This will do the job:

session.cookies = LWPCookieJar('cookies.txt')

The CookieJar API requires you to call load() and save() manually though. If you do not care about the cookies.txt format, I have a ShelvedCookieJar implementation that will persist on change.

miracle2k
  • 29,597
  • 21
  • 65
  • 64
  • 3
    This answer is missing a few steps. Here is the full code: `cj = cookielib.LWPCookieJar(cookie_file)` `cj.load()` `session.cookies = cj` – ChaimG Jul 29 '15 at 20:09
  • I tried using ShelvedCookieJar, but I found that the results don't get flushed to the disk unless `jar.shelf.close()` is called and the jar isn't usable after `jar.shelf.close()` is called, so managing the lifecycle of the jar is not straightforward. – Jason R. Coombs Dec 01 '22 at 14:34
5

code for python 3

Note that the great majority of cookies on the Internet are Netscape cookies. so if you want to save cookies to disk in the Mozilla cookies.txt file format (which is also used by the Lynx and Netscape browsers) use MozillaCookieJar

from http.cookiejar import MozillaCookieJar
import requests

s = requests.Session()
s.cookies = MozillaCookieJar('cookies.txt')
# or s.cookies = MozillaCookieJar() and later use s.cookies.filename = 'cookies.txt' or pass the file name to save method.

response = s.get('https://www.msn.com')

s.cookies.save()

the file is overwritten if it already exists, thus wiping all the cookies it contains. Saved cookies can be restored later using the load() or revert() methods.

Note that the save() method won’t save session cookies anyway, unless you ask otherwise by passing a true ignore_discard argument.

s.cookies.save(ignore_discard=True)

using load method:

load cookies from a file.

Old cookies are kept unless overwritten by newly loaded ones.

s.cookies.load()

using revert method:

Clear all cookies and reload cookies from a saved file.

s.cookies.revert()

you may need also to pass a true ignore_discard argument in load or revert methods.

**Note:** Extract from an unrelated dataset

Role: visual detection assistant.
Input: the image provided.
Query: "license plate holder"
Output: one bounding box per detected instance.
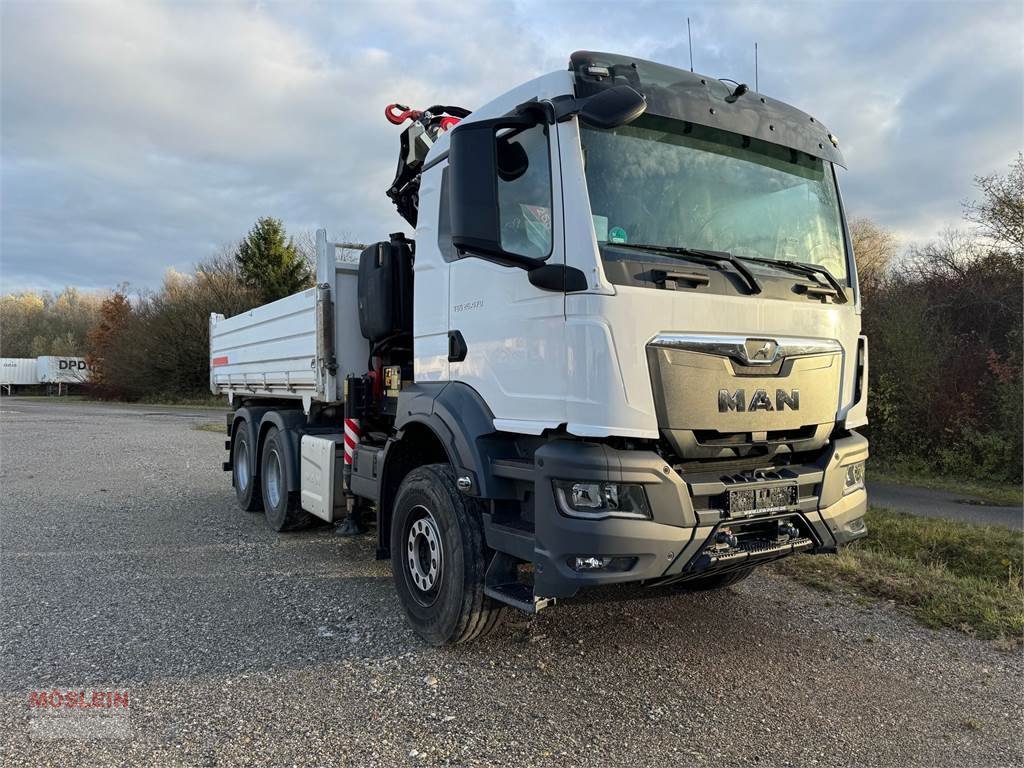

note about using MozillaCookieJar :

Note This loses information about RFC 2965 cookies, and also about newer or non-standard cookie-attributes such as port.

more reading

Sameh Farouk
  • 549
  • 4
  • 8
4

You can pickle the cookies object directly:

cookies = pickle.dumps(session.cookies)

The dict representation misses a lot of informations: expiration, domain, path...

It depends on the usage you intend to do with the cookies, but if you don't have informations about the expiration, for example, you should implement the logic to track expiration by hand.

Pickling the library returned object lets you easily reconstruct the state, then you can relay on the library implementation.

Obviously, this way, the consumer of the pickled object needs to use the same library

JackNova
  • 3,911
  • 5
  • 31
  • 49
4

Simple way to convert cookies into list of dicts and save to json or db. This is methods of class which have session attribute.

def dump_cookies(self):
    cookies = []
    for c in self.session.cookies:
        cookies.append({
            "name": c.name,
            "value": c.value,
            "domain": c.domain,
            "path": c.path,
            "expires": c.expires
        })
    return cookies

def load_cookies(self, cookies):
    for c in cookies:
        self.session.cookies.set(**c)

All we need is five parameters such as: name, value, domain, path, expires

Mikhail Bulygin
  • 245
  • 2
  • 3
2

dtheodor's answer got 95% there, except this:

session = requests.session(cookies=cookies)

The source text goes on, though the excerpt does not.